QuadRoot

Application of QuadRoot package for finding the roots of a quadratic equation

Introduction

In mathematics, the roots of a quadratic equation are the values of the variable (usually denoted as “x”) that satisfy the equation and make it equal to zero. The general form of a quadratic equation is:

ax^2 + bx + c = 0

where “a,” “b,” and “c” are constants, and “a” is not equal to zero (a ≠ 0).
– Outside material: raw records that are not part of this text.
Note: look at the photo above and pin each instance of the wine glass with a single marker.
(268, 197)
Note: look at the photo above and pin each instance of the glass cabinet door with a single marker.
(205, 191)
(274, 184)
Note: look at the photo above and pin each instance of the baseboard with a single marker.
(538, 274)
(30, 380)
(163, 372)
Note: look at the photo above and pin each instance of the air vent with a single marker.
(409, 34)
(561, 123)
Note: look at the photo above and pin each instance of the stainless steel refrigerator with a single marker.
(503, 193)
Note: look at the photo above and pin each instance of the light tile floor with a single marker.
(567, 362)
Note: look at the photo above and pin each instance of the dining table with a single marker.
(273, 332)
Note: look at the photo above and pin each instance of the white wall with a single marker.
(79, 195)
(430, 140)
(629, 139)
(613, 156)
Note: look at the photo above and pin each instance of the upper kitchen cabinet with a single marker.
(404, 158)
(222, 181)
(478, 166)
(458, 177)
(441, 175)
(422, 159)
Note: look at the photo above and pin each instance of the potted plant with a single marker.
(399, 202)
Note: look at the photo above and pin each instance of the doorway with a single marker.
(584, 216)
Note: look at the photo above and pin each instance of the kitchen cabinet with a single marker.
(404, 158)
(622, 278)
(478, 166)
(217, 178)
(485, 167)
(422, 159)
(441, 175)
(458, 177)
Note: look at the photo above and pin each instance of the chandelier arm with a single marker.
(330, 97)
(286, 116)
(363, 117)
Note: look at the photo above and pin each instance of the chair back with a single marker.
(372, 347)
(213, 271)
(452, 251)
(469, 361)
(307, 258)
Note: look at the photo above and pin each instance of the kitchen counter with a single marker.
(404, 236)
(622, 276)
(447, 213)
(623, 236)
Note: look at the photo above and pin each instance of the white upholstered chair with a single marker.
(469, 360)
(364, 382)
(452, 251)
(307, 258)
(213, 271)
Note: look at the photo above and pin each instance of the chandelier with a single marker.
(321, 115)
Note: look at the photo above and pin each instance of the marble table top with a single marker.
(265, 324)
To find the roots of a quadratic equation, you can use the quadratic formula: x = (-b ± √(b² - 4ac)) / (2a)

The symbol “±” indicates that there are usually two roots, one with a plus sign and one with a minus sign, giving you two possible solutions for “x.” These are called the “root” or “zero” of the quadratic equation.
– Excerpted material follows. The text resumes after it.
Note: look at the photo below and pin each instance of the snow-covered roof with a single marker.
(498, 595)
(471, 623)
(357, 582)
The expression inside the square root, “b² - 4ac,” is called the discriminant. Depending on its value, you can determine the nature of the roots:

If the discriminant (b² - 4ac) is positive, you have two distinct real roots. If the discriminant is zero, you have one real root, which is often referred to as a “double root” or “repeated root.” If the discriminant is negative, you have two complex roots, which are conjugate pairs with real and imaginary parts. So, to find the roots of a given quadratic equation, you can use the quadratic formula and plug in the values of “a,” “b,” and “c” from your specific equation.

Function in the R package

QuadRoot- The Quadroot function helps the user to find simple quadratic roots from any quadratic equation.

Background

A quadratic issue is one in which a variable is multiplied by itself, a process known as squaring in mathematics. The packages was developed using the Sridharacharya formula. It is used to solve the Sridharacharya equation. The Sridharacharya equation is given by ax2 + bx + c = 0, where a, b, c are real numbers and a ≠ 0. The solution of the Sridharacharya equation is given by the Sridharacharya formula which is x = (-b ± √(b2 - 4ac)) / 2a.

##Example how the package works
library(QuadRoot)
#the roots of the quadratic equation 2x² + 5x - 3 = 0
#Coefficient vector generation
dataset <- c(2,5,-3)

#Application of EMDANN model
QuadRoot(dataset)
#> [1] "The two x-intercepts for the quadratic equation are 0.5000 and -3.0000."